Lectures de Montesquieu, Lettres persanes sous la direction de Carole Dornier, Presses universitaires de Rennes Paul Pelckmans

Lectures de Montesquieu, Lettres persanes, sous la direction de Carole Dornier, Rennes, Presses universitaires de Rennes, collection « Didact Français », 202 pages. ISBN 978-2-7535-2815-4.

Les Lectures de « Didact français » s’adressent volontiers aux candidats à l’agrégation et leur proposent, plutôt qu’un commentaire suivi, une série d’études sur les œuvres mis au programme. Le bel ensemble réuni par Carole Dornier ne déroge pas à cette règle. Aussi bien sa copieuse introduction, qui rappelle « les grandes lignes qui ont orienté les interprétations [des Persanes] dans les dernières décennies » (p.11), ne cherche-t-elle même pas vraiment à expliquer le choix ou l’ordre des onze contributions qui suivent. Le recueil se contente de les regrouper en trois sous-ensembles aux contours un peu flous, « L’écritures : modèles, contraintes, innovations », « Le discours de la fiction » et « Crises, catastrophes, changements » ; cela revient, en très gros, à passer des sources aux dispositifs mis en œuvre, puis aux « idées » et jalonne en somme un tour d’horizon assez classique.
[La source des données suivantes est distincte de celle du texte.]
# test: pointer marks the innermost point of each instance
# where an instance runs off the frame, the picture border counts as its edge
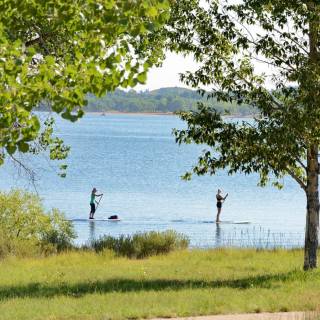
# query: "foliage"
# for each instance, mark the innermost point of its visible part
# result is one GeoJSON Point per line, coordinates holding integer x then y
{"type": "Point", "coordinates": [24, 223]}
{"type": "Point", "coordinates": [142, 245]}
{"type": "Point", "coordinates": [230, 41]}
{"type": "Point", "coordinates": [160, 100]}
{"type": "Point", "coordinates": [57, 51]}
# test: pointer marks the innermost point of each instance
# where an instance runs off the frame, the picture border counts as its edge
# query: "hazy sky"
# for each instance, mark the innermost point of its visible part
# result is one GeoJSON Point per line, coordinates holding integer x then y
{"type": "Point", "coordinates": [168, 74]}
{"type": "Point", "coordinates": [174, 64]}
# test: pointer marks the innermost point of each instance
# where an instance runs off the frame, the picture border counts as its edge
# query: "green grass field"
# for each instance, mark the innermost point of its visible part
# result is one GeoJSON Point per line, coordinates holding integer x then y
{"type": "Point", "coordinates": [80, 285]}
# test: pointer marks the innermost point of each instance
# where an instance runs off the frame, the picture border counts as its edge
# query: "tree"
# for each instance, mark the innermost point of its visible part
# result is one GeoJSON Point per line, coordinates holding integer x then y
{"type": "Point", "coordinates": [54, 52]}
{"type": "Point", "coordinates": [230, 41]}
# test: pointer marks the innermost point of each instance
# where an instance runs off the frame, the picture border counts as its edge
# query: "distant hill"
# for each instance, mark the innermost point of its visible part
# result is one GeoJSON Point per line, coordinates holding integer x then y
{"type": "Point", "coordinates": [160, 100]}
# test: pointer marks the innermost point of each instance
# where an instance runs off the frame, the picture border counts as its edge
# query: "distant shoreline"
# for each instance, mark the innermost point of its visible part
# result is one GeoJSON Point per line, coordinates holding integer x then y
{"type": "Point", "coordinates": [101, 113]}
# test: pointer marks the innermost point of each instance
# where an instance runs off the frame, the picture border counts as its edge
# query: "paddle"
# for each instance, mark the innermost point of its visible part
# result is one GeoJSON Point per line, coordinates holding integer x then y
{"type": "Point", "coordinates": [97, 202]}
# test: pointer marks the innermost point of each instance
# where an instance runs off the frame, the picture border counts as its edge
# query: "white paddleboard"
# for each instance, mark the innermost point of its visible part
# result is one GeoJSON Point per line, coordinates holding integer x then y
{"type": "Point", "coordinates": [234, 222]}
{"type": "Point", "coordinates": [228, 222]}
{"type": "Point", "coordinates": [84, 220]}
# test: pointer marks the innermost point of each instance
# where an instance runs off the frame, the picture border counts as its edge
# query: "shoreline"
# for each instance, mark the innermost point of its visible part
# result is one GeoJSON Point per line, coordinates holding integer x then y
{"type": "Point", "coordinates": [106, 113]}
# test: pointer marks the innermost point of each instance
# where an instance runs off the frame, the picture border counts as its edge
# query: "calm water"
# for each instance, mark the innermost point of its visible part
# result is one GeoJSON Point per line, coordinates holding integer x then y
{"type": "Point", "coordinates": [135, 162]}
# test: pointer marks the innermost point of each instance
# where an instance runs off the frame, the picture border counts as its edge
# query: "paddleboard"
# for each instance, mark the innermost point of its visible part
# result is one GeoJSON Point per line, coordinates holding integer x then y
{"type": "Point", "coordinates": [84, 220]}
{"type": "Point", "coordinates": [228, 222]}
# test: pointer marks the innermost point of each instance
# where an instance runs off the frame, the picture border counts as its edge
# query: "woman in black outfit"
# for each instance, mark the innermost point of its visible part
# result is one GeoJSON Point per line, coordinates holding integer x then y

On constate aussi que chaque série se termine sur un essai de Carole Dornier elle-même, qui signe ainsi un bon quart du volume ; trois autres études reprennent, avec quelques modifications, des articles déjà publiés ; ils valaient sans aucun doute d’être réédités, même si on se dit aussi, assez inévitablement, que telles autres pages bien connues pouvaient le mériter tout autant.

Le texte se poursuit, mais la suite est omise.